力学的に考えても下半身に力が入っていますので、尿や便が出易いのでしょう。


まあですから一日で反対意見を撤回することとなり、よくよく考えれば大正時代の古い家ですし、内装のインテリアの点から考えても和式のほうが絶対に全体的な雰囲気に合ってるということで(自分は以前にそういった仕事をしていたのです)、凝り性の自分としては直ぐに納得致しました。


そこで、ペーパーはロールでは自分が使えないし雰囲気がぶち壊しになりますので、せっかく和式にするのならこだわってちり紙をトイレに設置すると言うと彼女もすんなりと納得してくれました。


昨日のこと、白川町へ持って行くちり紙を購入するために出掛けましたけれども、とにかく何処にも無い、行きつけのスーパーにも無い、隣のドラッグストアにも無い、大きなホームセンターへ行ってもロールペーパーばかりズラリと棚に並んでいて肝心のちり紙が置いてない!

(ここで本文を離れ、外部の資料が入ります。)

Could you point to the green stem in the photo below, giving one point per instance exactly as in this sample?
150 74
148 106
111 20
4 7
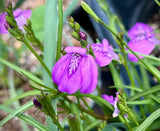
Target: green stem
56 122
60 26
130 128
142 62
124 43
37 56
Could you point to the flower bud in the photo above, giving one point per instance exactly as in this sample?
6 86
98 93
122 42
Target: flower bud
37 103
77 27
83 35
75 35
90 11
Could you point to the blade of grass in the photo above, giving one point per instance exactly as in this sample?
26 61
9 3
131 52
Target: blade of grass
20 70
13 94
50 40
145 124
70 9
148 101
26 94
144 93
16 112
27 119
60 26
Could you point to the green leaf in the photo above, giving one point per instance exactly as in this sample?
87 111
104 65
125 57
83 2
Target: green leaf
26 94
145 124
115 75
149 101
117 126
20 70
37 19
155 98
144 93
27 119
70 9
17 112
50 46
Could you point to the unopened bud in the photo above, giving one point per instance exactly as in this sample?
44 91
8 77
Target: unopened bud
77 27
37 103
83 35
75 35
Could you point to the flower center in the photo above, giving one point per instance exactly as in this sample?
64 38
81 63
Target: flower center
73 64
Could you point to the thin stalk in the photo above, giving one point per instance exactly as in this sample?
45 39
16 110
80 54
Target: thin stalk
142 62
86 104
130 128
124 43
56 122
13 94
60 26
37 56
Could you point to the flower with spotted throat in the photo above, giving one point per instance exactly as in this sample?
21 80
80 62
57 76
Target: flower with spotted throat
75 71
142 40
20 17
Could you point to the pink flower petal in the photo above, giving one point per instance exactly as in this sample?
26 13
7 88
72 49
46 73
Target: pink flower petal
70 84
141 46
2 23
108 98
59 68
139 29
102 59
89 74
79 50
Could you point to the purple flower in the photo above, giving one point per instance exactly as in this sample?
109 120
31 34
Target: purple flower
104 53
20 17
83 35
75 71
112 100
142 40
37 103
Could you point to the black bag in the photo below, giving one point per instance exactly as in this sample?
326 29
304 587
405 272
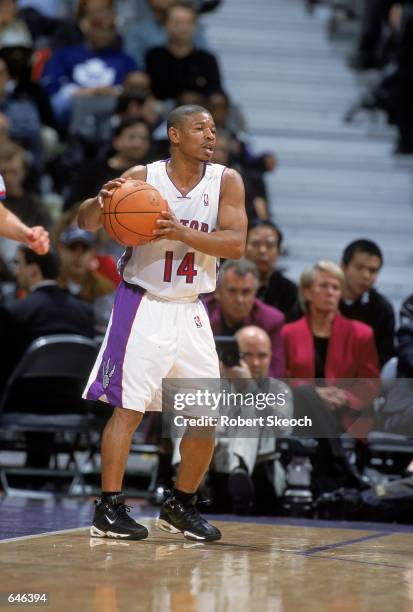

途方に暮れていると彼女が急に、以前行ったドラッグストアーに置いてあった気がする、と言い出したのでそこ迄出掛けると、ズラリと並んだトイレットペーパーの端っこにひっそりと一種類だけ置いて有りました!!


喜び勇んで如何にもレトロな「白馬車」という商品を購入してきました。


まあ都会でも京都のような寺社の多いところや田舎へ行けば普通に売られているのかもしれませんが、よくよく考えれば当然の事なのですが普通の都市部では需要自体がないので探しても殆ど売られていないのですね。


こうやって古から受け継いだ文化というものは、時代とともに段々と移ろいゆくものなのですね。


しかし連れあいが言うには、整体的に見ても和式のほうが絶対的に理にかなっているし身体にとっても良いという事を力説していましたし、和式トイレが日本で無くなってきたのはGHQの陰謀ではないかとまで言っておりました(笑)。


果たして自分は十年後にちり紙を手に入れる事が出来るのか?  


自分には確信は有りません。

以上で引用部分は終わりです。